The results exceeded market expectations, and the share price jumped in early trading on Thursday by 10¼p or 16 per cent to 72¾p. The group had been expected by analysts to cut its final dividend.

Simon Pryce, chief executive of the UK-listed group which gains 80 per cent of its sales in North America, said its markets remained “volatile with limited visibility.” He warned the group faced “a difficult year.”

It has recently taken actions to reduce annual costs by £10m a year including cutting 350 jobs. Last year it cut costs by £6m including the elimination of 300 jobs. It has closed two small loss-making businesses.

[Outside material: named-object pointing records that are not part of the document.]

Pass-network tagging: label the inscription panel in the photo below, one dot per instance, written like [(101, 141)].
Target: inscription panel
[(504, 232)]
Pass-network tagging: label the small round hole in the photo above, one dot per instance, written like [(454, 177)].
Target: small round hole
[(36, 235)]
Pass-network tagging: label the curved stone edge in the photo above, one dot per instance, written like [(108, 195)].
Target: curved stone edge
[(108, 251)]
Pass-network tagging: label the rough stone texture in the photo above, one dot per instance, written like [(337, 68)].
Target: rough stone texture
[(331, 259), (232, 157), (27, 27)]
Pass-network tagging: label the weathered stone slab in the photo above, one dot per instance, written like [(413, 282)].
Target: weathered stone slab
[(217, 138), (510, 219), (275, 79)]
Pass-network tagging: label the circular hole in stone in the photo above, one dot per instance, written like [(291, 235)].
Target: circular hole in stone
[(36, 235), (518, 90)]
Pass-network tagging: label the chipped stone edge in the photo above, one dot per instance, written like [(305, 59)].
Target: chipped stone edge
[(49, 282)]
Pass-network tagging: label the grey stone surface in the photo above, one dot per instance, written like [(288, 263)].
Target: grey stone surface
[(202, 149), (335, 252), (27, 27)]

Capital expenditure had been reduced and the group was focusing on cash generation and debt reduction, said Mr Pryce. Most of its bank debt was committed to 2012 - it had banking facilities of $1.175bn at the end of the year of which $860m was drawn.

BBA was maintaining its full year dividend at 7.6p a share, reflecting the group’s confidence in its long term prospects and its “ability to perform robustly” in present difficult markets, said Mr Pryce.

Group revenues rose last year by 18 per cent from £979m to £1.156bn, thanks largely to the strength of the US dollar and the high oil price. Turnover grew organically by one per cent.

BBA’s underlying pre-tax profits rose by three per cent from £86.4m to £89.2m, but reported pre-tax profits fell by 24 per cent from £110.8m to £84.2m, largely due to the inclusion in the prior year of £38.4m of profits from the sale of Oxford airport in the UK. Reported earnings per share fell 28 per cent from 21.2p to 15.3p.

BBA has maintained its underlying profits despite the weakness of many of its markets in both private and commercial aviation, where it provides airport ground services including refuelling and de-icing.

The downturn in flight support services was offset by the stronger performance of after market services and systems business in areas such as engine repair and maintenance of legacy aircraft components.

BBA’s largest division, the Signature corporate jet service bases, has signed a new five-year contract in the US with NetJets, its biggest customer and the leading operator of business jets through fractional ownership schemes.

The global economic crisis is sharply reducing flying activity by corporate jets and other private aircraft, and BAA said the decline accelerated in the last three months of 2008. Flights fell by 12 per cent in Signature’s US markets last year and its fuelling volumes dropped by nine per cent.

The group acquired eight more fixed base operations last year including six in the US and two in Europe at London Gatwick and Munich airports. The expansion took its network to 95 locations worldwide including 58 in the US, 22 in Europe, one in Cape Town, South Africa and minority interests in 13 bases in South America and one in Hong Kong.